A story of friendship through the years, to be enjoyed slowly and with great care
With its large cast of characters and charting of intergenerational trials and tribulations, the revelation of tragedies hidden in a family’s past and estrangements between kin, Philip Hensher’s majestic tenth novel, The Friendly One, is reminiscent of an engrossing yet challenging Victorian classic.
It’s the story of two families, neighbours on a leafy, up-market, middle-class street in early 1990s Sheffield. On one side of the garden fence is the soon-tobe-widowed Hilary Spinster, a retired GP whose four children have already left home; while on the other is Sharif — a professor of engineering at the university — his wife, Nazia, their twin boys, and, on this particular sunny day, their older daughter, Aisha.
A freak accident brings an abrupt end to the day, but Hilary’s quick-thinking, as he vaults the garden fence to offer his assistance, cements a friendship between the two families that will last for the next three decades.
The Friendly Ones is not a novel to be rattled quickly through. It’s a story that demands a degree of care and attention from the reader — not least so as to be rewarded for one’s effort with the full appreciation of the minutiae that make this novel more than the sum of its parts.
Initially, Hensher turns his attention to the Spinsters, a family riven with dissatisfaction and disappointments.
So, too, Nazia and Sharif’s clan are carrying their own trauma, Hensher later transporting us back to Bangladesh in 1971, a country fractured by the war of independence — the ‘friendly ones’ of the title a reference both to the cordial relations formed over a Sheffield garden fence and the name of the network of collaborators working with the Pakistani authorities during the war.

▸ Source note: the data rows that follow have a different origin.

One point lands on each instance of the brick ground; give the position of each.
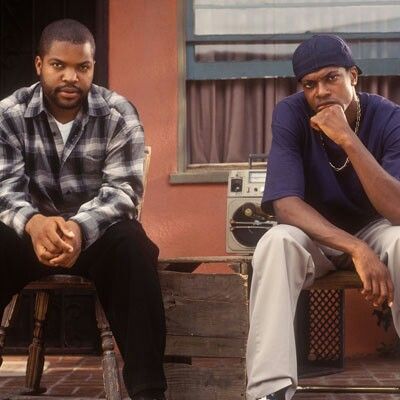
(82, 376)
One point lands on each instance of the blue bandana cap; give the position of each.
(321, 51)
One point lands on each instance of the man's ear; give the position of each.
(38, 65)
(354, 75)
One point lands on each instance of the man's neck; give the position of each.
(62, 115)
(351, 112)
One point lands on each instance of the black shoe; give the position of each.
(149, 395)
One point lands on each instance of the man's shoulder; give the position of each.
(15, 105)
(117, 105)
(292, 109)
(375, 101)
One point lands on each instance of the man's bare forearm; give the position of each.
(294, 211)
(381, 188)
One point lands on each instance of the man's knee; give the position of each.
(129, 238)
(281, 234)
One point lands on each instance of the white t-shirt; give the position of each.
(65, 129)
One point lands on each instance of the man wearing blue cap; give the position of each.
(333, 183)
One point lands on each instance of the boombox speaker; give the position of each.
(246, 222)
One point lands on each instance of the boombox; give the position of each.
(246, 222)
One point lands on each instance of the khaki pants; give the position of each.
(286, 261)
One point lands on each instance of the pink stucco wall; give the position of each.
(184, 220)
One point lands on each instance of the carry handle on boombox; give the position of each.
(255, 157)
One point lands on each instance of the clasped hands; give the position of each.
(56, 242)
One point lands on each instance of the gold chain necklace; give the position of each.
(347, 161)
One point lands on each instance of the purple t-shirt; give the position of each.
(298, 163)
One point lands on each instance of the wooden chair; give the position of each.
(43, 287)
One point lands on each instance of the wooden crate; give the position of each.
(207, 326)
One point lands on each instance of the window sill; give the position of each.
(209, 173)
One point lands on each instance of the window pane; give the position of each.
(214, 17)
(362, 49)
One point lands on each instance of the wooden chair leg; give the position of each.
(112, 385)
(7, 317)
(34, 367)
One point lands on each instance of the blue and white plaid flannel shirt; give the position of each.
(94, 179)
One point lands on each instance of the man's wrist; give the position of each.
(31, 220)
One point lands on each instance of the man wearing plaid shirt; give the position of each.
(71, 161)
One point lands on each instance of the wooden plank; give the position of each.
(230, 288)
(192, 346)
(20, 397)
(199, 383)
(338, 280)
(206, 259)
(205, 305)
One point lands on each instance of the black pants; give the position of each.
(123, 266)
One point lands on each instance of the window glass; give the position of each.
(216, 17)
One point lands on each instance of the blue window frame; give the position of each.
(371, 27)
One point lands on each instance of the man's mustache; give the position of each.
(68, 88)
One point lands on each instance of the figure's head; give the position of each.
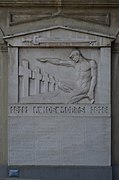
(75, 55)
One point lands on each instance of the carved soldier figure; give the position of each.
(85, 71)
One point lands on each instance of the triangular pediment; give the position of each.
(59, 36)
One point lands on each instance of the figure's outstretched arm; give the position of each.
(56, 61)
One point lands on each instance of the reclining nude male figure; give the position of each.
(85, 71)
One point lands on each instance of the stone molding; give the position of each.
(57, 3)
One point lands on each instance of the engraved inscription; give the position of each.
(58, 110)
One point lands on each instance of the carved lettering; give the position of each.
(58, 110)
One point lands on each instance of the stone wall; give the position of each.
(22, 16)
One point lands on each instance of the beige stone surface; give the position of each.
(3, 106)
(23, 19)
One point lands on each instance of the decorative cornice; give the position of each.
(57, 3)
(98, 18)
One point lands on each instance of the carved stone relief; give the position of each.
(48, 86)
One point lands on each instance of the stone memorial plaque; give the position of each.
(59, 98)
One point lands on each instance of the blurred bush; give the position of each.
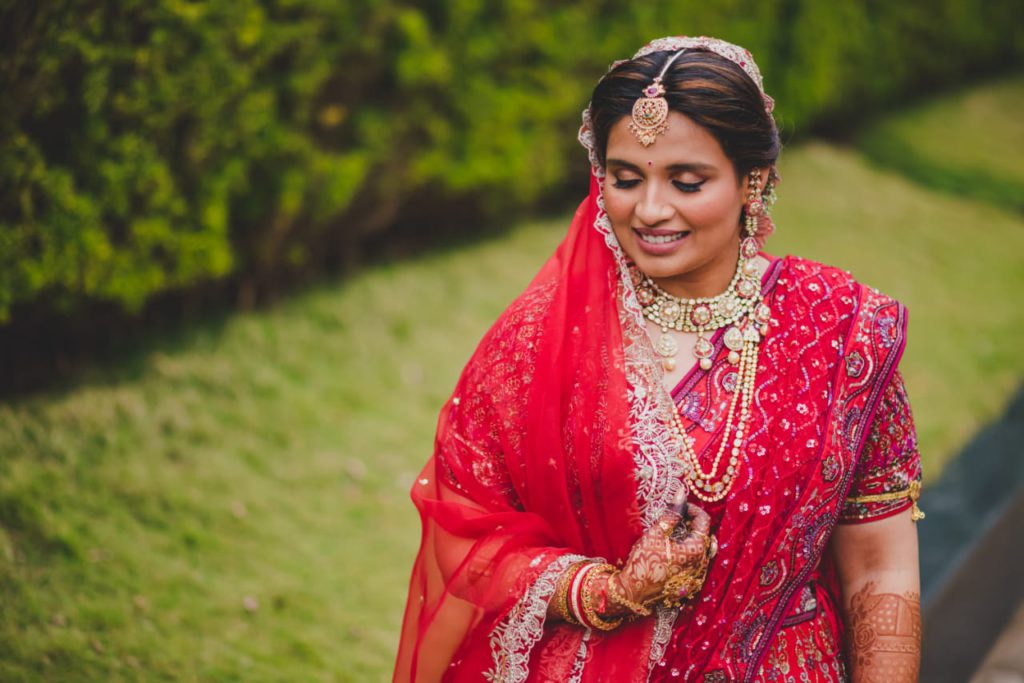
(148, 145)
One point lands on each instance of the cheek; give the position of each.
(711, 209)
(619, 207)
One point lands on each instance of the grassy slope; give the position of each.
(976, 153)
(268, 457)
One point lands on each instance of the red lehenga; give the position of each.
(556, 446)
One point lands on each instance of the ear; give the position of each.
(761, 175)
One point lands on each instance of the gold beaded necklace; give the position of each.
(742, 308)
(704, 314)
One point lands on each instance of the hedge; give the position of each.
(148, 145)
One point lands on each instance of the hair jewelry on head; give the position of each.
(650, 113)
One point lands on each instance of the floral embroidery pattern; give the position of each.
(889, 470)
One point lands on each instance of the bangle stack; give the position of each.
(620, 598)
(576, 599)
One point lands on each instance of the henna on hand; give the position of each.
(663, 552)
(885, 636)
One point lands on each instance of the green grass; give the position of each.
(956, 264)
(967, 144)
(231, 503)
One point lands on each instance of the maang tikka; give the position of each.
(650, 113)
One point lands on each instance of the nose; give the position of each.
(652, 207)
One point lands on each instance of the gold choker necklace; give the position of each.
(738, 302)
(742, 309)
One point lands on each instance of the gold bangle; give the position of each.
(560, 601)
(621, 599)
(589, 612)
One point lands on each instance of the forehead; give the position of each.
(683, 142)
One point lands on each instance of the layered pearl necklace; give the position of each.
(741, 308)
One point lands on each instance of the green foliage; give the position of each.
(231, 503)
(154, 144)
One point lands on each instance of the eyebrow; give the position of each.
(695, 167)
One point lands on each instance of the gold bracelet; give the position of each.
(621, 599)
(589, 612)
(560, 601)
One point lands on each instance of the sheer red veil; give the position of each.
(555, 445)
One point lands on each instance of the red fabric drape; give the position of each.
(554, 445)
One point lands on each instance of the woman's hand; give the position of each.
(666, 550)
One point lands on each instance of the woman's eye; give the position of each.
(688, 186)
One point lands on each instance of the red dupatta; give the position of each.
(555, 445)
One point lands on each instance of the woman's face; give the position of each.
(675, 206)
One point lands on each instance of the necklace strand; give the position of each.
(741, 308)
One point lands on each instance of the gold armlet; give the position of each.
(912, 492)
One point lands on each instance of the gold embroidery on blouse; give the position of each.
(912, 492)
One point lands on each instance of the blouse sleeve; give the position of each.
(888, 477)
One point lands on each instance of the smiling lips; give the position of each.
(658, 242)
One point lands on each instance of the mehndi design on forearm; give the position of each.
(885, 636)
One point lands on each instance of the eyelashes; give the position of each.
(682, 186)
(688, 186)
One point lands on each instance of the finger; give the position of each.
(679, 503)
(667, 523)
(699, 520)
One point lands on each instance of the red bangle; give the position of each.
(576, 594)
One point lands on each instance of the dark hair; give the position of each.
(710, 89)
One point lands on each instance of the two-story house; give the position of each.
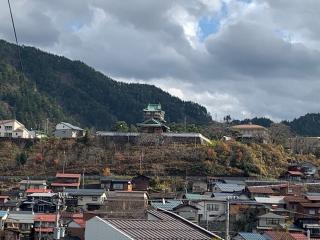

Notably, the Bangladesh-set scenes are no less fully realised than those in Britain.
This is due, in part, no doubt, to the fact that it’s a landscape Hensher’s already familiar with, having set his prize-winning 2012 novel Scenes From Early Life in 1970s Dhaka.
But it’s also evidence of the impressive evenhandedness he takes when it comes to the two strands of his story — no mean feat in a novel of this length and weight.